Duties towards fire:

Zoroastrians approach fire with great dignity and respect, especially if the fire is consecrated. When approaching a fire, Zoroastrians are expected to take gifts of dry, fragrant and pure wood with honestly earned money.

Physical and ritual purity is to be maintained before approaching fire. The rules include taking a bath, wearing appropriate clothes and doing the Kasti.

Zoroastrianism is against smoking, since fire is abused by the act of smoking. While smoking, fire comes in indirect contact with saliva, and when saliva is out of the mouth, it is considered “polluted matter”. Smoking is anti-religion, also because it is injurious to health.


The Atash Nyash prayer relates how the fire should be venerated, what we can ask from the fire and how the fires blesses its devotees. Fire gives blessings of heaven, wealth, prosperity, alertness, fluent tongue, brilliant children, health and soul consciousness to those who offer proper fuel.

Admonitions of fire:

When standing before a fire, one receives several silent admonitions

1. Equality: The ash of the fire is applied to the forehead by devotees in the fire temple gives the message of equality. Just as wood burns and turns to ash, men have to return to their basic elements. Thus in their final outcome all men are equal.

2. Sacrifice: One needs to be sacrificing like wood, which, in the process of giving fragrance, heat and light to mankind turns itself into ash.

3. Purity: Fire purifies the environment, reminding men to be pure.

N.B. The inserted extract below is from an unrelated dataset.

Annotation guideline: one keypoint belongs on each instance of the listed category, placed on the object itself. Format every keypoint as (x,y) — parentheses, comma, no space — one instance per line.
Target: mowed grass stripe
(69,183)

4. Spiritual Evolution: Fire always moves upwards, reminding man to evolve in life. It points upwards making man aware of the soul’s ultimate destiny.

5. Link: Fire teaches man to keep connected between physical and spiritual worlds.

6. Symbolises knowledge: Fire as a source of light, symbolises knowledge which dispels ignorance, symbolized by darkness.Conclusion: The Zoroastrian concept of fire is unique and lofty. In Zoroastrianism, the term fire has a very different perspective and connotation. It gives a completely new meaning to the word fire, as it indicates the all permeating light and energy. Physically burning fire is regarded as a living representation of Ahura Mazda, and a co-worker of mankind in the universal battle against evil.